Posted by: stiff | Mar 18, 2008 6:21:10 PM

Well, Gary, if it makes you feel better, I believe that some felons, after a stretch of law-abidingness, should be allowed to bear arms.

Posted by: federalist | Mar 18, 2008 6:21:40 PM

Gary, have you looked into relief under 18 USC 925(c)?

Posted by: Kent Scheidegger | Mar 18, 2008 6:32:44 PM

Thank you federalist it does make me feel better. It has been 22 years since that crime and i have accomplished a lot as far as family, education, and employment. It has not been easy carrying a ball and chain around my ankle(felony).

Posted by: Gary | Mar 18, 2008 6:44:43 PM

Kent I have tried to apply to ATF to get firearm priviledges restored but I was informed that congress is no longer funding the back ground checks for convicted felons. I am not sure this is what you are referring to.

Posted by: Gary | Mar 18, 2008 6:51:18 PM

Gary, federalist
I'm happy to know that your lives are totally unaffected by your inability to own, or choice not to keep, a gun in your home. Any sense of deprivation is entirely within your minds, and meanwhile you and your families are safer for it.

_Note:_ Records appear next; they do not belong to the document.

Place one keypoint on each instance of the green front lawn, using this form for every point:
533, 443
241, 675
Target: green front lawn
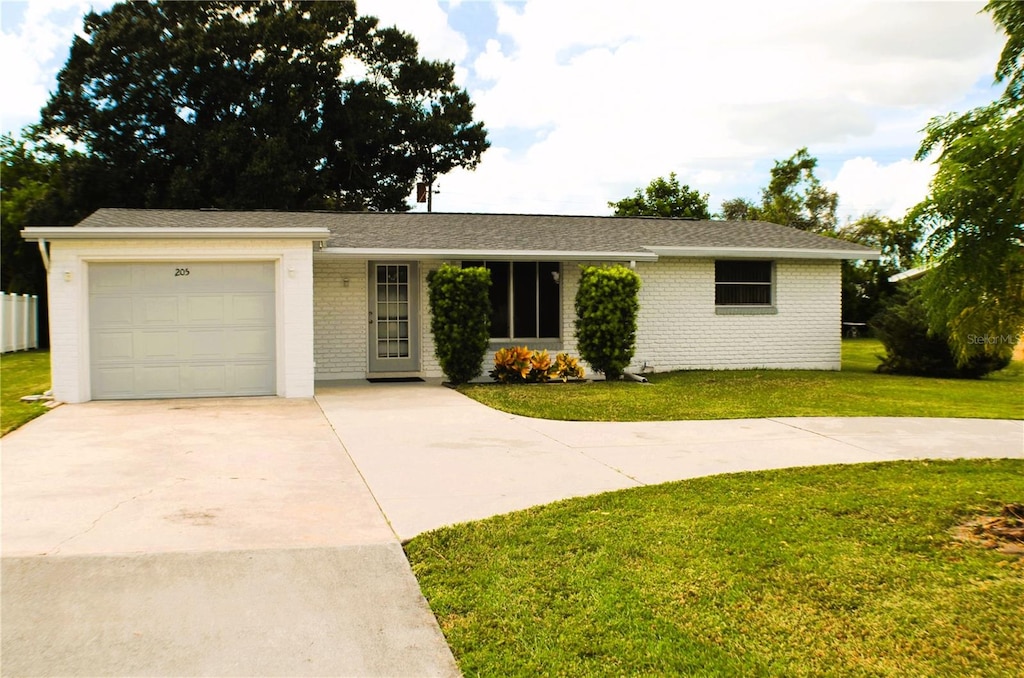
856, 391
22, 374
837, 570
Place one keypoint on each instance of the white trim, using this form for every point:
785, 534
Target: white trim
503, 255
910, 273
762, 253
78, 232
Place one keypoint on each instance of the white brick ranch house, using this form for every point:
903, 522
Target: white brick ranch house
176, 303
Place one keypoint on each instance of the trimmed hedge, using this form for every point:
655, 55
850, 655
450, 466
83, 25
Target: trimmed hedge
607, 304
460, 320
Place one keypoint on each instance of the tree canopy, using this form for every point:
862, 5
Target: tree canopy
259, 104
975, 211
794, 197
664, 198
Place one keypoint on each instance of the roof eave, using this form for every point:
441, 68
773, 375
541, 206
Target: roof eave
504, 255
764, 253
34, 234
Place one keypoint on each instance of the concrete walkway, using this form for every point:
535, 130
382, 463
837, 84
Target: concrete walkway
244, 537
433, 457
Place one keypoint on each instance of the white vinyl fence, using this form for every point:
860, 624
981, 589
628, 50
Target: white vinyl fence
18, 322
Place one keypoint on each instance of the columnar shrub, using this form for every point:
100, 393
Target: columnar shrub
606, 306
460, 312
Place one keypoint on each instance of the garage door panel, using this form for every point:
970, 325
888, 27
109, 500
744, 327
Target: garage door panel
114, 346
205, 308
253, 379
153, 309
159, 379
212, 344
209, 379
113, 310
115, 382
251, 344
251, 307
181, 329
158, 344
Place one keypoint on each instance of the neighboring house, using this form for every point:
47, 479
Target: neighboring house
173, 303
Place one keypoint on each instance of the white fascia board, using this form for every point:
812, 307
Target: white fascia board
762, 253
502, 255
33, 234
909, 274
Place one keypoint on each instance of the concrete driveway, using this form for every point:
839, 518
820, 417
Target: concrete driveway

As federalist has determined for himself - there are better and safer alternatives. To encourage others to think there are not does society harm, and perpetuates the sense of fear that drives the sentencing regimes discussed, and largely abhorred for excess, on this blog.

Posted by: peter | Mar 19, 2008 2:58:24 AM

"Well, Gary, if it makes you feel better, I believe that some felons, after a stretch of law-abidingness, should be allowed to bear arms."

This appears to be soft on crime. These people are dangerous and they might re-offend. Your lack of concern for the victims of future crimes is telling of where your sympathies lie.

Posted by: S.cotus | Mar 19, 2008 6:30:29 AM

S.cotus are you serious? You are way off base. You are assuming that all convicted felons are dangerous? There are probably hundreds of thousands of convicted non violent felons in this nation. My argument is for non violent felons that have a long period of time not re-offending. I happen to be one of these people.

Posted by: Gary | Mar 19, 2008 7:29:24 AM

Gary, Since you are a convicted felon, I don't think you are really in a position to tell me that I am off-base. I figured since Federalist has gone soft (usually he wants to put everyone in jail or have the state kill them), I would pick up the slack.

So, here goes:

Society made a mistake by allowing people that later became felons to be born. We should not make that mistake again by allowing them to have guns.

Posted by: S.cotus | Mar 19, 2008 8:35:06 AM

S.cotus
Your offensive retort calls for an apology.